It's after midnight in Pyongyang, and North Korea hasn't conducted the missile launch that many anticipated would commemorate founder Kim Il-sung's birthday today. That's not at all affecting the Pentagon's defense preparations during this renewed period of tension with the North.
Missile launch or no, the Pentagon isn't about to send home the planes, ships and missile-defense systems it's ordered to or near the Korean peninsula. Pentagon officials emphasize that they can't predict North Korea's behavior. They say they don't want to read much into leader Kim Jong-un's apparent decision not to celebrate his grandfather's birthday by shooting a Musudan medium-range missile, believed to be capable of reaching Guam -- which, ironically, might have represented a way to tamp down hostilities.
"North Korea poses a ballistic missile threat," says Army Lt. Col. Cathy Wilkinson, a Pentagon spokeswoman. "We stand ready to defend ourselves, our allies and our national interests against that threat."
The last several weeks have seen a flurry of U.S. military movements related to tensions with North Korea. F-22 Raptor stealth jets and B-2 and B-52 bombers joined a U.S.-South Korean military exercise earlier this month. Adm. Samuel Locklear, the U.S. military commander for Asia and the Pacific, told Congress last week that anti-missile ships and land-based interceptors are capable of shooting down a North Korean missile. Those systems include a Terminal High Altitude Area Defense battery recently deployed to Guam; and a powerful, sea-based X-band radar the Pentagon says is currently in position near North Korea, all of which supplement a land-based X-band radar detection system in northern Japan (a second, announced last fall, is on its way to southern Japan). And that's on top of 14 additional long-range missile interceptors that Defense Secretary Chuck Hagel recently ordered deployed to Alaska.

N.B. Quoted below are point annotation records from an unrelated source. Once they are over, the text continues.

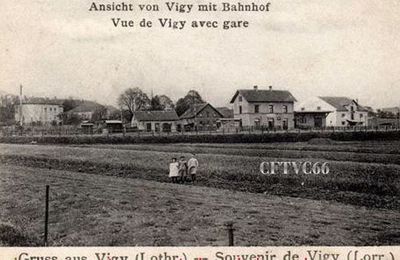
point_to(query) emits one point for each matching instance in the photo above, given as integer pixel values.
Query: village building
(86, 109)
(227, 123)
(266, 108)
(311, 113)
(39, 111)
(155, 121)
(200, 117)
(343, 111)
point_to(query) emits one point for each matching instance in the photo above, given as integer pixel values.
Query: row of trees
(134, 99)
(131, 100)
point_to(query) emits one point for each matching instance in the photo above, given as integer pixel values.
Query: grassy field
(358, 178)
(87, 209)
(357, 203)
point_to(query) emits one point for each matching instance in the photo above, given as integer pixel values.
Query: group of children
(179, 171)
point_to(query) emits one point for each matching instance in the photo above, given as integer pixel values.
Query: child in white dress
(174, 170)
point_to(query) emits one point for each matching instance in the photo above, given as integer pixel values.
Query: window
(303, 120)
(271, 108)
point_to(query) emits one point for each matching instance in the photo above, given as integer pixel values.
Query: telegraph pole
(20, 105)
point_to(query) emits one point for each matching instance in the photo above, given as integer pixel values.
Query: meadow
(114, 189)
(358, 175)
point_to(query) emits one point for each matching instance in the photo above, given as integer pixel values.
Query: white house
(38, 111)
(264, 108)
(341, 111)
(157, 121)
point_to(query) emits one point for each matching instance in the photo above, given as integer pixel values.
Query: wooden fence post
(46, 217)
(229, 227)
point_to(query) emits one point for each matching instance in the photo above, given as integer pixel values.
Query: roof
(196, 109)
(113, 121)
(85, 106)
(226, 112)
(154, 115)
(340, 103)
(264, 95)
(313, 112)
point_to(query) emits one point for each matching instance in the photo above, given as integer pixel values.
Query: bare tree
(166, 102)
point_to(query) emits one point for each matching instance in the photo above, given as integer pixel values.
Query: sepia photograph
(199, 123)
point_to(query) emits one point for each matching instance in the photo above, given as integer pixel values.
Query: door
(318, 122)
(271, 123)
(285, 124)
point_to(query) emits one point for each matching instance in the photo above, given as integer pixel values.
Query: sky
(311, 48)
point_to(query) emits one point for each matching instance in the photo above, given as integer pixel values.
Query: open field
(121, 195)
(88, 209)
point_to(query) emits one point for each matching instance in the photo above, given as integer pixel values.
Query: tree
(166, 102)
(155, 104)
(133, 99)
(100, 113)
(191, 98)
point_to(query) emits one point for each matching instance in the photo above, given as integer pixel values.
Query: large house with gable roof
(265, 108)
(342, 111)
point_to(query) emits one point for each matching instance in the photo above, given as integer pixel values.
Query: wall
(249, 118)
(43, 113)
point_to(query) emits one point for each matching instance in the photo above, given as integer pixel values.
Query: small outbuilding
(155, 121)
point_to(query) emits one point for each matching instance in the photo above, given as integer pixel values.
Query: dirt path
(95, 210)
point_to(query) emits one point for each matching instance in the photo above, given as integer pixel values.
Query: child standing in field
(193, 164)
(182, 168)
(174, 170)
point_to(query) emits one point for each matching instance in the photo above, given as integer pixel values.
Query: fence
(74, 131)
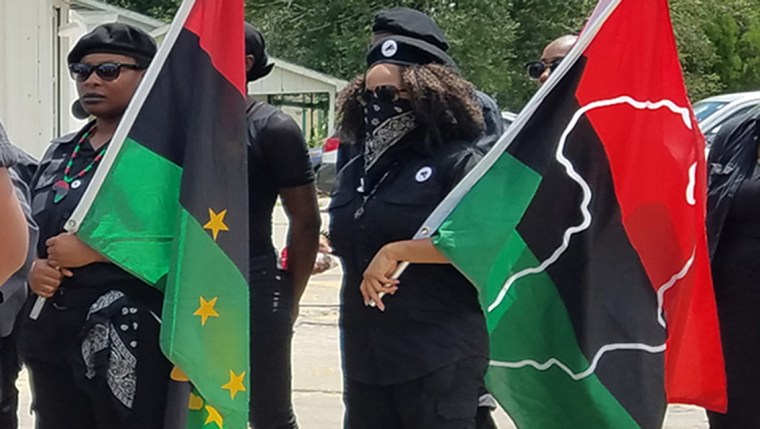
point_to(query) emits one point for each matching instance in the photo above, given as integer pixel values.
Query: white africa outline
(573, 174)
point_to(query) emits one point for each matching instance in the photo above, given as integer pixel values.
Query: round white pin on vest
(423, 174)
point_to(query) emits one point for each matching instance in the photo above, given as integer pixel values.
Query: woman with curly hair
(415, 358)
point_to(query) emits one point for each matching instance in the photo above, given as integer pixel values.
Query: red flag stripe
(664, 209)
(220, 31)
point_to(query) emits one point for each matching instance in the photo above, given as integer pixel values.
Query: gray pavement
(316, 360)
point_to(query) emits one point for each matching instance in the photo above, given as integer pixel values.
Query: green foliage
(491, 40)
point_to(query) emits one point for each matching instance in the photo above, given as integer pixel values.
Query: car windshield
(703, 109)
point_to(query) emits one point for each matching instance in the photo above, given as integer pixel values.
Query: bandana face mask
(387, 120)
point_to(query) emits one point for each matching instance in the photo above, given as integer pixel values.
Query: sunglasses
(386, 93)
(536, 68)
(80, 72)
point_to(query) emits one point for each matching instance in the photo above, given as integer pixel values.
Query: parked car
(713, 112)
(327, 169)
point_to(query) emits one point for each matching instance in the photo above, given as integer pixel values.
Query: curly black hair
(443, 102)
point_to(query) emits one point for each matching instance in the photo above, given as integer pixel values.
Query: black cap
(407, 51)
(255, 45)
(115, 38)
(404, 21)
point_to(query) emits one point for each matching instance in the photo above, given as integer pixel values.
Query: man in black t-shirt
(278, 166)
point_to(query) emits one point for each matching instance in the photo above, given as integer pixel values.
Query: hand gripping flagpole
(602, 11)
(130, 114)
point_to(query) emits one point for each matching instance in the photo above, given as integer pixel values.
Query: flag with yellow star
(169, 204)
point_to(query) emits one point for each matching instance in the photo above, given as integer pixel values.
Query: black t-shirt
(92, 280)
(434, 319)
(278, 159)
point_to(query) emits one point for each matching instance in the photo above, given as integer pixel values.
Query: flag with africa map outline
(584, 233)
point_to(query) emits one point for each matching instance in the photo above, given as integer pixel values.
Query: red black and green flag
(170, 204)
(584, 232)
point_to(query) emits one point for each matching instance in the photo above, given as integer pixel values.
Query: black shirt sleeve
(285, 151)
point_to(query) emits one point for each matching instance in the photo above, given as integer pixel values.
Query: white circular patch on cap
(389, 48)
(423, 174)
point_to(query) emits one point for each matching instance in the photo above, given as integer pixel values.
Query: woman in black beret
(92, 352)
(416, 357)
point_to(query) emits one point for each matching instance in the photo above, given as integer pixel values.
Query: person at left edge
(93, 352)
(13, 291)
(278, 165)
(13, 234)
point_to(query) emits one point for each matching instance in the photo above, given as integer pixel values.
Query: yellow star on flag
(195, 402)
(214, 417)
(235, 384)
(216, 223)
(206, 310)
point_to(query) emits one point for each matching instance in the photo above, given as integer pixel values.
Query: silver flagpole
(72, 225)
(603, 10)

The Pentagon has not cut short or reversed any of those plans, which Wilkinson called "prudent decisions." No one wants to predict that North Korea won't conduct a missile launch imminently just because Kim Il-sung's birthday has come and gone. Pyongyang moved missiles to an eastern launch pad about a week ago, and Pentagon officials say they haven't seen any significant military de-escalations from North Korea
Ironically, a missile launch that plopped into the Pacific Ocean without hurting anyone would likely be seen as Kim Jong-un ratcheting tensions down. Senior U.S. military officers have expressed concern for weeks that Kim has not given himself a face-saving way of climbing down from his recent bellicose rhetoric, which has included formally nullifying North Korea's armistice with South Korea and threatening to nuke its adversary in Seoul. A former top CIA Korea analyst, Sue Mi Terry, recently told Danger Room she expects some form of northern attack on South Korea before the current crisis abates.
North Korea does not have missiles capable of striking the U.S. homeland. But the Pentagon's intelligence arm recently assessed with "moderate confidence" that Pyongyang has successfully miniaturized a nuclear warhead to fit on its missiles, which helps explain the accelerated U.S. missile-defense responses. The Daily Beast's Eli Lake reports today that recovered wreckage from a December medium-range rocket launch contributed to that assessment.
Secretary of State John Kerry told North Korea this weekend that the Obama administration was willing to reopen dialogue with North Korea provided Pyongyang first take clear steps to roll back its nuclear program. But now, with Kim Il-sung's birthday having come and gone without a missile launch, the U.S. is still waiting to see if his grandson will take any steps to dial back the crisis.
"We've seen the press reports that North Korea may be making preparations to launch a missile and won't be surprised if they take this action again," Wilkinson says. "We are monitoring the situation very closely and are coordinating with South Korean officials and military commanders, as well as with Japan, China, Russia and other partners in the international community."